YEHEZKEL KAUFMANN thought that a Mosaic revolution in religious consciousness had been wrought from Sinai that dispensed with myth, just-so stories explaining how things are as the outcome of conflicts between the gods, and with magic, non-natural attempts to manipulate the cosmic order for desired ends. The Torah would not allow you to take part in the planting-time orgy in the fields the Cannanites used to guarantee a fecund harvest by "showing the gods how it's done," for example -- G-d would give a good harvest or not, so in fact you had less hope for one if you had taken part in the Canaanite orgy. You do what you can in the natural sphere by the sweat of your brow, you live as far as you can in love and justice obeying the mitzvot; then the rest is up to G-d, Whom you cannot compel. No magical means will avail to compel the natural order; only G-d can.
Gershom Scholem said Kabbalah restored myth to Judaism. We should add: though within an overall monism, considering that the myths in question would be e.g. the "breaking of the vessels." And K. restored a shine of legitimacy to the magical outlook that the Torah had nixed. K. gave a highfalutin rationale for popular superstitious practices that had never quite been spat out, so delicious is their appeal to our irrationality.
The Kabbalah Center, however, might insist giving them money for red thread bracelets is anything but irrational, and they'd bring arguments from (monist) myth. Maybe we should see the wearing of them as a bubgling attempt to cleave to G-d or off expression of Yiddishkeit. But in the end the bracelets and the like are impediments to our inheritance of Torah -- especially when those who use them, and are used by their merchandisers, ignore mitzvot like Shabbat and kashrut and give money to merchants instead of real tzedakah that could help mundane suffering. People who can only find the time to study Kabbalah are engaged in bitul Torah, wasting that time. Maybe we can use interest in esoteric Judaism as a stepping-stone to teaching obervance, teaching people about Shabbat in terms of how it was observed five centuries ago in Safed, for example. But I wonder if we wouldn't do better to leave study of Kabbalah to academics or those communities with long roots in it, like Chabad. Certainly all-night study on Shavuot and the Tu B'Shevat seder are worth keeping, but no self-respecting Jew should ever wear an amulet of any kind.
--DABODIUS
בס"ד
This is all incredible Torah you all are spewing out here! I want to properly digest it & respond with the consciousness it deserves. This means that we will have to fix the car AGAIN (we are now stuck in Colorado & this is the only net access I'll have 'til I don't know when) & then I will be able to bring my mind to this conversation better. So please have patience with my silence & please keep commenting!!!
בס"ד
"I don't get it. Comparing segulot to medicine, is like placing segulot in the realm of the natural?

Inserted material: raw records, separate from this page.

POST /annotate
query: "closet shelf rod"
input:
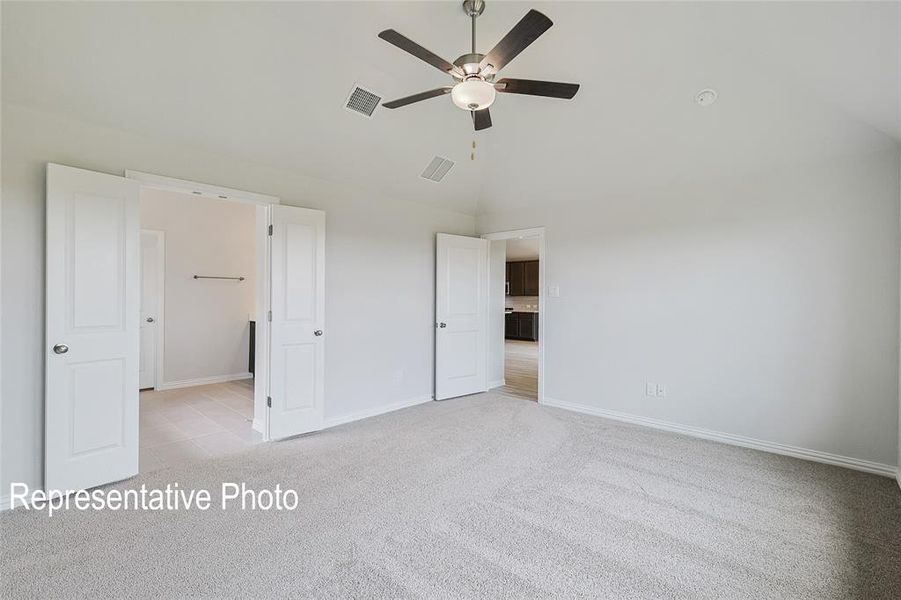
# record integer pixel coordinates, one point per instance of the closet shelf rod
(215, 277)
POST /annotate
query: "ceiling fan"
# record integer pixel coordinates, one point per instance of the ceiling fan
(474, 86)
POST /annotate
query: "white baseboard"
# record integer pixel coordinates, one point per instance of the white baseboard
(734, 440)
(365, 414)
(172, 385)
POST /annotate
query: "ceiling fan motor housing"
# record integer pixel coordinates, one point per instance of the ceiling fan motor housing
(470, 65)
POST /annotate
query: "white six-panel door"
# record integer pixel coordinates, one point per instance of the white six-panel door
(461, 311)
(92, 328)
(297, 333)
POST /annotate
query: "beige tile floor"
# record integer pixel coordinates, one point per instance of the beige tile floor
(194, 423)
(520, 369)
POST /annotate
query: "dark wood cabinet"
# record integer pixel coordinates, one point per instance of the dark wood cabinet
(521, 326)
(522, 278)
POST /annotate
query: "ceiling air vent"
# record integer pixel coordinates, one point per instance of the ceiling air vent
(362, 101)
(437, 169)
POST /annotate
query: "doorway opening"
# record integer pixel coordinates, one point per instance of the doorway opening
(517, 313)
(200, 296)
(93, 429)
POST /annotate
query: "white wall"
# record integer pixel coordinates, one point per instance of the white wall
(207, 331)
(379, 259)
(769, 305)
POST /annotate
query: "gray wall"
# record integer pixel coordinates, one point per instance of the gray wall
(768, 305)
(379, 261)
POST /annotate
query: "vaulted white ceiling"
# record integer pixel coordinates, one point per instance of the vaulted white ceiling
(267, 81)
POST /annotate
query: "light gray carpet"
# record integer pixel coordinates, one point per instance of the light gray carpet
(485, 496)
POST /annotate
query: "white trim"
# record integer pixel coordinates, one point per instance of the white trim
(373, 412)
(733, 440)
(171, 385)
(158, 375)
(160, 182)
(534, 232)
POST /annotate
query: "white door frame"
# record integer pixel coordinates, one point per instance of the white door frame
(533, 232)
(160, 302)
(263, 202)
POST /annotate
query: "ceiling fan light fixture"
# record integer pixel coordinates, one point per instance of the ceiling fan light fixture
(473, 94)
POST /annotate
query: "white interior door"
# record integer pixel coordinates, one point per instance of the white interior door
(297, 332)
(151, 269)
(461, 312)
(93, 288)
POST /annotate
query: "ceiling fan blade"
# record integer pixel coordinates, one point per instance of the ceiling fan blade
(417, 97)
(517, 39)
(408, 45)
(551, 89)
(481, 119)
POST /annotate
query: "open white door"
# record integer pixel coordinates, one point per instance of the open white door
(461, 313)
(151, 281)
(297, 348)
(92, 327)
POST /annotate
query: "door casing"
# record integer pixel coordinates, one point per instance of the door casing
(534, 232)
(159, 327)
(263, 202)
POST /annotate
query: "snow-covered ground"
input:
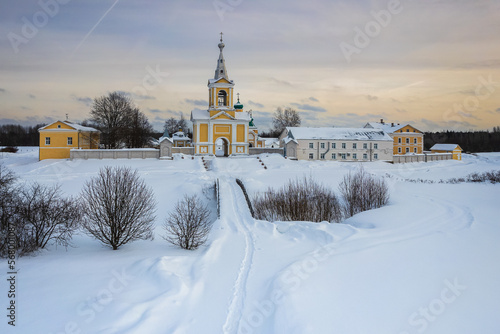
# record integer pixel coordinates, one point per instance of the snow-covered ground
(427, 263)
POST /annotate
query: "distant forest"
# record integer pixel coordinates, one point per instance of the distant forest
(470, 141)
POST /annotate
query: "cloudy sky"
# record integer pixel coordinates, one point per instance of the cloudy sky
(433, 63)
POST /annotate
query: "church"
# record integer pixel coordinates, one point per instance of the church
(223, 129)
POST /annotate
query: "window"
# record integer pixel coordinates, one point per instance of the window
(222, 98)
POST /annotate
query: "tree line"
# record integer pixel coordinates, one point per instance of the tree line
(470, 141)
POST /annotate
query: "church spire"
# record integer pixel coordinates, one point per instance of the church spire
(220, 71)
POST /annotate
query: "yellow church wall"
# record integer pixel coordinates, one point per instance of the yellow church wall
(54, 153)
(240, 133)
(214, 112)
(203, 132)
(219, 129)
(59, 138)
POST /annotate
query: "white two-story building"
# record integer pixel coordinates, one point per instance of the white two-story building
(337, 144)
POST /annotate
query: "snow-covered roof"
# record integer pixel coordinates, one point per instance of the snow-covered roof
(200, 114)
(165, 138)
(444, 147)
(75, 126)
(286, 140)
(270, 141)
(389, 128)
(205, 114)
(337, 133)
(179, 135)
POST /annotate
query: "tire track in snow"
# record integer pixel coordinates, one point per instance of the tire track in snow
(242, 217)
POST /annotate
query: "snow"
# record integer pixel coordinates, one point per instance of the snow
(426, 263)
(73, 125)
(444, 147)
(337, 133)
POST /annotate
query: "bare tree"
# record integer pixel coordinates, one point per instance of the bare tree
(112, 114)
(189, 224)
(47, 216)
(362, 191)
(118, 207)
(298, 200)
(172, 125)
(139, 131)
(283, 118)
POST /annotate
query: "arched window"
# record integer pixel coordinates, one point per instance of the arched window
(222, 101)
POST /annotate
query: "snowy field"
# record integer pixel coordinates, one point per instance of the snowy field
(429, 262)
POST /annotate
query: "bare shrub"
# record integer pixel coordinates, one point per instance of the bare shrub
(361, 192)
(299, 200)
(33, 216)
(47, 216)
(118, 207)
(189, 224)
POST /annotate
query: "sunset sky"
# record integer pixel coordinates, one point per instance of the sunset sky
(432, 63)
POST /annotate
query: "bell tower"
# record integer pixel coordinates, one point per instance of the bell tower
(222, 129)
(220, 88)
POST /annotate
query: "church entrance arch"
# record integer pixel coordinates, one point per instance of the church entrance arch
(222, 147)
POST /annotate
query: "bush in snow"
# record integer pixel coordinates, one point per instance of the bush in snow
(361, 192)
(118, 207)
(299, 200)
(189, 224)
(33, 216)
(45, 216)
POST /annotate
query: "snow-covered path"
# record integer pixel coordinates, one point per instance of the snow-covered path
(236, 212)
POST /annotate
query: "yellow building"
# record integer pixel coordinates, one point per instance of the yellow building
(407, 139)
(58, 138)
(224, 128)
(448, 148)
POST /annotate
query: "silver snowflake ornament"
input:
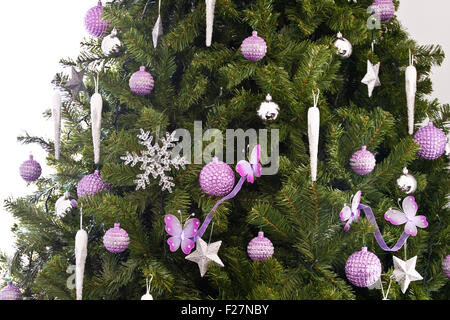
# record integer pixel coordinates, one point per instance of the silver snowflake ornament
(156, 160)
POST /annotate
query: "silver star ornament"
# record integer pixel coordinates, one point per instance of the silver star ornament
(75, 85)
(405, 272)
(204, 254)
(371, 78)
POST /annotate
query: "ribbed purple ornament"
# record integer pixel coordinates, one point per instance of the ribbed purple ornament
(254, 48)
(363, 268)
(217, 178)
(446, 266)
(30, 170)
(10, 292)
(432, 142)
(363, 161)
(93, 22)
(384, 8)
(141, 82)
(260, 248)
(116, 240)
(91, 184)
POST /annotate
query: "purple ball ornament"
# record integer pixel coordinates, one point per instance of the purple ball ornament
(217, 178)
(446, 266)
(254, 48)
(116, 240)
(30, 170)
(363, 268)
(260, 248)
(10, 292)
(384, 8)
(363, 161)
(432, 142)
(141, 82)
(91, 184)
(93, 22)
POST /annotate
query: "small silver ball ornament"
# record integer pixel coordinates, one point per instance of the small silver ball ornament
(343, 46)
(111, 43)
(268, 110)
(407, 182)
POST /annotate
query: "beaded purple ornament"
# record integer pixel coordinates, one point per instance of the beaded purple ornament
(254, 48)
(91, 184)
(363, 268)
(260, 248)
(93, 22)
(141, 82)
(30, 170)
(116, 240)
(217, 178)
(10, 292)
(384, 8)
(446, 266)
(432, 142)
(363, 161)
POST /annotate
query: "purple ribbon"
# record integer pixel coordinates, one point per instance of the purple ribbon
(370, 216)
(209, 217)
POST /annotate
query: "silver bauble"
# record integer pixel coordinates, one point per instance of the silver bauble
(407, 182)
(111, 43)
(268, 110)
(343, 46)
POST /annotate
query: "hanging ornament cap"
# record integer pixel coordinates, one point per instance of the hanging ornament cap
(254, 48)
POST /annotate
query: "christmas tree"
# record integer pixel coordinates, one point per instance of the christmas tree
(214, 92)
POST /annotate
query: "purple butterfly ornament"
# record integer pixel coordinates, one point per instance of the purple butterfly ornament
(351, 214)
(253, 168)
(180, 236)
(407, 216)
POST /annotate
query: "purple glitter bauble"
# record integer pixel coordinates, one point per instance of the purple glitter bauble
(116, 240)
(141, 82)
(260, 248)
(217, 178)
(446, 266)
(363, 161)
(91, 184)
(254, 48)
(30, 170)
(432, 142)
(384, 8)
(93, 22)
(363, 268)
(10, 292)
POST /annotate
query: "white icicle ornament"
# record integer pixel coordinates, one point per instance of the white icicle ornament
(411, 89)
(210, 7)
(96, 119)
(81, 242)
(56, 112)
(313, 135)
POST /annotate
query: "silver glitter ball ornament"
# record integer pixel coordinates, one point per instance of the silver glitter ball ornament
(407, 182)
(343, 46)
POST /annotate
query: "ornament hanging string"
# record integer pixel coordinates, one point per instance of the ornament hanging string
(209, 217)
(377, 234)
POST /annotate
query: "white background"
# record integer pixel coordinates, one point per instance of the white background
(37, 34)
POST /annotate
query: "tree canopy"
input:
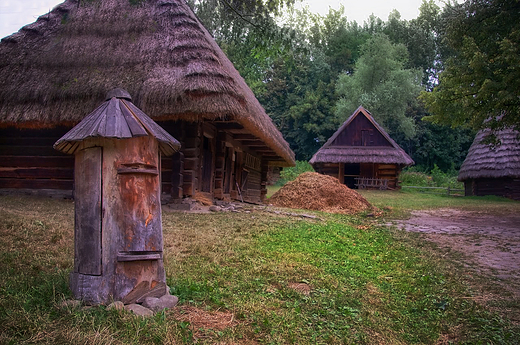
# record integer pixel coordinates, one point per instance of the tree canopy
(310, 72)
(480, 83)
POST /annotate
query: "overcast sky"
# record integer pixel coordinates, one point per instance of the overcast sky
(16, 13)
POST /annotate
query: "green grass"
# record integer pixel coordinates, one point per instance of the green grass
(369, 284)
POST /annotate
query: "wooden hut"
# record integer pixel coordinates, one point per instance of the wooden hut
(493, 169)
(361, 154)
(118, 240)
(54, 71)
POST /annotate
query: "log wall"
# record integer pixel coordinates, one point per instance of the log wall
(28, 160)
(506, 187)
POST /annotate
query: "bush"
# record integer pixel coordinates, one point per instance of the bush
(289, 174)
(436, 178)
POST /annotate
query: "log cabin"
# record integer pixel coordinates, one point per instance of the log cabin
(361, 154)
(493, 169)
(54, 71)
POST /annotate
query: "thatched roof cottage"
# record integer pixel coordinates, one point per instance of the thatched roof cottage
(493, 169)
(57, 70)
(361, 154)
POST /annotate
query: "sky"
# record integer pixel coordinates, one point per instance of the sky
(16, 13)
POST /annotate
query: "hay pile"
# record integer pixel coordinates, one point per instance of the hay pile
(313, 191)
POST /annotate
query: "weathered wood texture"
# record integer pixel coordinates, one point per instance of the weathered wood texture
(27, 160)
(360, 139)
(87, 234)
(131, 234)
(347, 173)
(360, 132)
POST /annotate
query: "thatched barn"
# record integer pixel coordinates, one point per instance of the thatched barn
(361, 154)
(55, 71)
(493, 169)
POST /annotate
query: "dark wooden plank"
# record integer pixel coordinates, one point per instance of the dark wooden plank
(28, 141)
(87, 199)
(36, 183)
(38, 173)
(13, 150)
(35, 161)
(57, 132)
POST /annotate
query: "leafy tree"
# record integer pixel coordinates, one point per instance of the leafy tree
(480, 82)
(382, 84)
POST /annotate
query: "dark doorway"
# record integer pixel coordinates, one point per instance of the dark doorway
(207, 166)
(351, 172)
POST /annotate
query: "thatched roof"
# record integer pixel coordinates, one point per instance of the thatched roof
(56, 70)
(117, 118)
(391, 154)
(492, 161)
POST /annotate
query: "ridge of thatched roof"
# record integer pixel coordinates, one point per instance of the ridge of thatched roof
(55, 69)
(492, 161)
(117, 118)
(393, 154)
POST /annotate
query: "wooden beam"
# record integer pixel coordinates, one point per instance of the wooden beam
(225, 125)
(244, 136)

That's considered kosher?"
Actually, once again, Barefoot, that depends on who you ask. But we have a very old tradition going back at least to Medieval Times where amulets were divided into categories of "qame'ot" for protection, "segulot" for empowerment & "refu'ot" for medical healing.
I agree with you that getting a bit of writing from a particular Rebbe (for example) sounds like idolatry, but in an age when science & magic & nature & religion had softer boundaries than today, how is it different to get a recommendation for a really effective Shiatsu practitioner?
There are arguments in the Talmud I've cited in this blog which go on to state that if a particular amulet "works" 3 times then it is considered an authentic amulet. Just as an amulet writer is considered authentic if s/he writes 3 different amulets which all "work".
בס"ד
Yehezkel - I hear your argument & I know of those who could dispute it point by point. However, I am not one of those folks. I suggest we learn to engage in respectful dialogue with those we disagree with, or not engage at all.